A Possible Path Ahead
Focusing on vaccines alone: the relevant procurement contracts are not all publicly available but it looks like at least some of them prohibit vaccines from being simply given away across national borders — a clause pharmaceutical companies may have wanted to be inserted into agreements to limit their own liability, and which would explain reports of vaccine loans. Even if some of the excess stocks of vaccines can legally only be loaned, that immediately causes the question of how those stocks will be replenished without augmenting manufacturing capacity to arise. Without an excess stock replenishment requirement, too, should stocks of excess vaccines be released, the world's manufacturing capacity would still currently be inadequate to quickly vaccinate all of the world's people. The operative word is "currently" — an appropriate TRIPS waiver could help change that situation in months; scaling manufacturing is not an IP issue per se but becomes easier to achieve within a reasonable timeframe minus IP roadblocks.

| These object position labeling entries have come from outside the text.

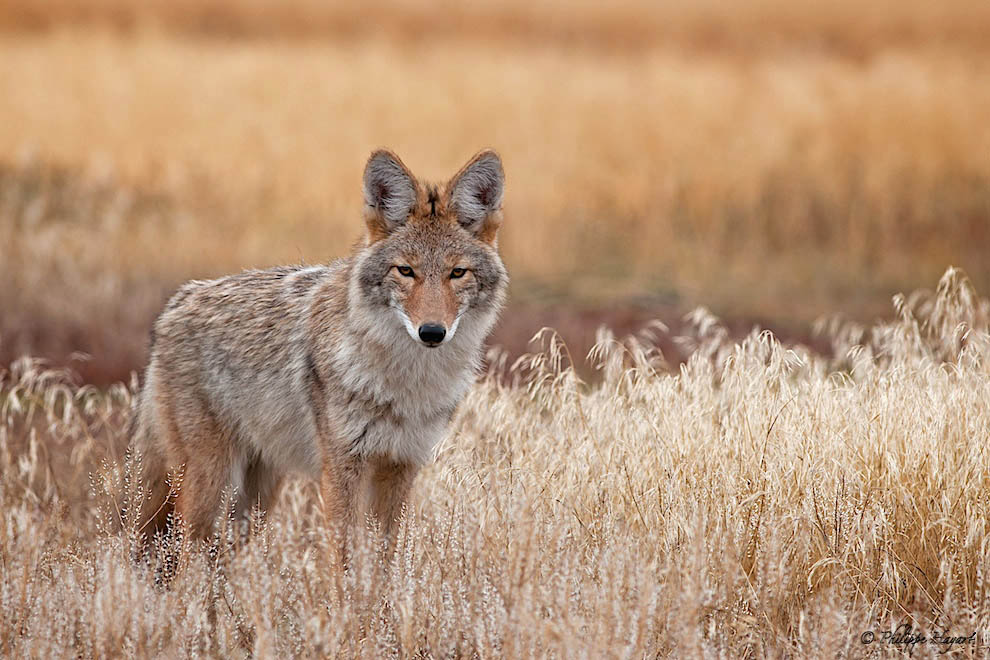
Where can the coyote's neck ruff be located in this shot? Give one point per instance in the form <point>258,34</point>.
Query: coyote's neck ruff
<point>348,372</point>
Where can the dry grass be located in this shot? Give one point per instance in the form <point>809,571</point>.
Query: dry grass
<point>772,183</point>
<point>759,502</point>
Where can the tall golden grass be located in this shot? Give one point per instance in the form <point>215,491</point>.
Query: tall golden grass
<point>758,502</point>
<point>773,184</point>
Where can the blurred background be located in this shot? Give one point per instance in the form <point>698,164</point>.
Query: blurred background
<point>774,160</point>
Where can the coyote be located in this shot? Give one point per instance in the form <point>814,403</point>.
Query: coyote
<point>347,372</point>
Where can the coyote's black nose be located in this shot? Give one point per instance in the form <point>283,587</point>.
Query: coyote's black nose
<point>432,333</point>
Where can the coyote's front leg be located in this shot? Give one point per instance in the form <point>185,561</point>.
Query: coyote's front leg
<point>390,485</point>
<point>339,484</point>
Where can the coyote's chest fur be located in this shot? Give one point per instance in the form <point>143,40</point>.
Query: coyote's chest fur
<point>327,370</point>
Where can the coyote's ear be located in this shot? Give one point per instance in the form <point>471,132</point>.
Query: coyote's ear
<point>389,193</point>
<point>476,195</point>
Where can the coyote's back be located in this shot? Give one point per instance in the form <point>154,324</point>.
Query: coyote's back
<point>347,372</point>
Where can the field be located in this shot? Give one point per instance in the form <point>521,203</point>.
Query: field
<point>708,491</point>
<point>760,502</point>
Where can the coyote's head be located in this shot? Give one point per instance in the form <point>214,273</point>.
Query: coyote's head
<point>430,251</point>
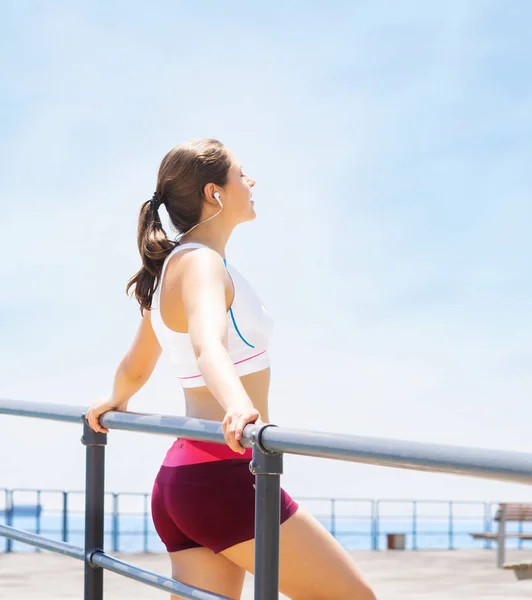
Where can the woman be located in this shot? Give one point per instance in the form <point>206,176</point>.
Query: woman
<point>205,315</point>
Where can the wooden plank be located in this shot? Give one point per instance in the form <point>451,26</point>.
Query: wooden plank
<point>521,570</point>
<point>493,536</point>
<point>516,512</point>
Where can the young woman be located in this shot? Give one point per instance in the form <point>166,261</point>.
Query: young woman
<point>201,311</point>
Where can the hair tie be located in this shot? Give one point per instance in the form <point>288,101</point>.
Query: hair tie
<point>155,201</point>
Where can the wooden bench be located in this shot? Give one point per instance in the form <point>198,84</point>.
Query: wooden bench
<point>506,513</point>
<point>521,570</point>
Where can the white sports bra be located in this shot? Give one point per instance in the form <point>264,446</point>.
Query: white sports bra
<point>249,328</point>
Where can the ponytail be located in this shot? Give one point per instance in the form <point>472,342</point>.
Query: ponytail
<point>183,174</point>
<point>154,246</point>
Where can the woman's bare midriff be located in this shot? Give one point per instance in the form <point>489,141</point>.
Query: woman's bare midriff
<point>201,404</point>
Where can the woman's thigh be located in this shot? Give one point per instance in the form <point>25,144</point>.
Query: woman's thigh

Releasing excess vaccine stocks (which will anyway expire some time) would be a useful supplement to the proposed TRIPS waiver providing time to negotiate the fine print of the waiver itself. It would not, however, be an appropriate or adequate substitute for the waiver. Time is of the essence since the virus could mutate in unvaccinated populations ultimately lowering or neutralising the effect of existing vaccines. This is a possibility and not a prophecy, and increasing vaccination worldwide would help decrease the likelihood of such an eventuality, which could be catastrophic for everyone in both the Global North and the Global South. In the circumstances, even without taking into account healthcare that does not involve vaccines, gambling, even inadvertently, on the probability that it will be possible to programme or tweak existing vaccines to protect chosen populations, or at least a fraction of the world's population, comes across as being both unsafe and unethical.